Welcome! I will try to fix it properly in the code as well.
Cheers, Daniel
On 16/01/2017 09:33, Daniel-Constantin Mierla wrote:
On 16/01/2017 00:48, Joshua Colp wrote:
On Sat, Jan 14, 2017, at 06:39 PM, Joshua Colp wrote:
On Sat, Jan 14, 2017, at 06:20 PM, Daniel-Constantin Mierla wrote:
If you want a solution to avoid the issue via config: in the request_route, store the RPID in an avp and update the acc parameter to use the avp instead of the rpid variable.
As for code, a solution could be resetting the 'hdr->parsed' pointers to NULL that are in private memory after memcpy(&tmsg, req, sizeof(sip_msg_t)); -- using same kind of loop like at the end of acc_onreply(), but wihout clean_hdr_field(). In this way it ensure that the acc is using only what it parses and it is freeing only those headers.
We've been testing the configuration change and as expected it has resolved the problem. Thanks Daniel!
Welcome! I will try to fix it properly in the code as well.
I pushed a commit to do a deep cloning instead of just memcpy for the request structure. It should give a fresh structure without the headers that are not cloned in shared memory.

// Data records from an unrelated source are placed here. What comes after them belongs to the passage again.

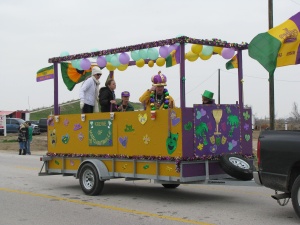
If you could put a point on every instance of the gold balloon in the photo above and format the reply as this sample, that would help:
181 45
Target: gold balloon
110 67
218 50
151 63
122 67
204 57
140 63
196 49
160 61
191 56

The solution with avp is still good, specially for older versions in order to avoid backporting, but if you get a chance to test and report the results, it will be appreciated. Besides seeing if there is still a crash, monitor the memory at the beginning and start of the tests just to see if there is a risk of a leak -- next commands can be used to see stats for private memory and shared memory:
kamcmd pkg.stats kamctl stats shmem
Cheers, Daniel
On Mon, Jan 16, 2017, at 10:26 AM, Daniel-Constantin Mierla wrote:
On 16/01/2017 09:33, Daniel-Constantin Mierla wrote:
On 16/01/2017 00:48, Joshua Colp wrote:
On Sat, Jan 14, 2017, at 06:39 PM, Joshua Colp wrote:
On Sat, Jan 14, 2017, at 06:20 PM, Daniel-Constantin Mierla wrote:
If you want a solution to avoid the issue via config: in the request_route, store the RPID in an avp and update the acc parameter to use the avp instead of the rpid variable.
As for code, a solution could be resetting the 'hdr->parsed' pointers to NULL that are in private memory after memcpy(&tmsg, req, sizeof(sip_msg_t)); -- using same kind of loop like at the end of acc_onreply(), but wihout clean_hdr_field(). In this way it ensure that the acc is using only what it parses and it is freeing only those headers.
We've been testing the configuration change and as expected it has resolved the problem. Thanks Daniel!
Welcome! I will try to fix it properly in the code as well.
I pushed a commit to do a deep cloning instead of just memcpy for the request structure. It should give a fresh structure without the headers that are not cloned in shared memory.
The solution with avp is still good, specially for older versions in order to avoid backporting, but if you get a chance to test and report the results, it will be appreciated. Besides seeing if there is still a crash, monitor the memory at the beginning and start of the tests just to see if there is a risk of a leak -- next commands can be used to see stats for private memory and shared memory:
kamcmd pkg.stats kamctl stats shmem
We've gone with the config change but I'll see what I can do with testing the above in the future.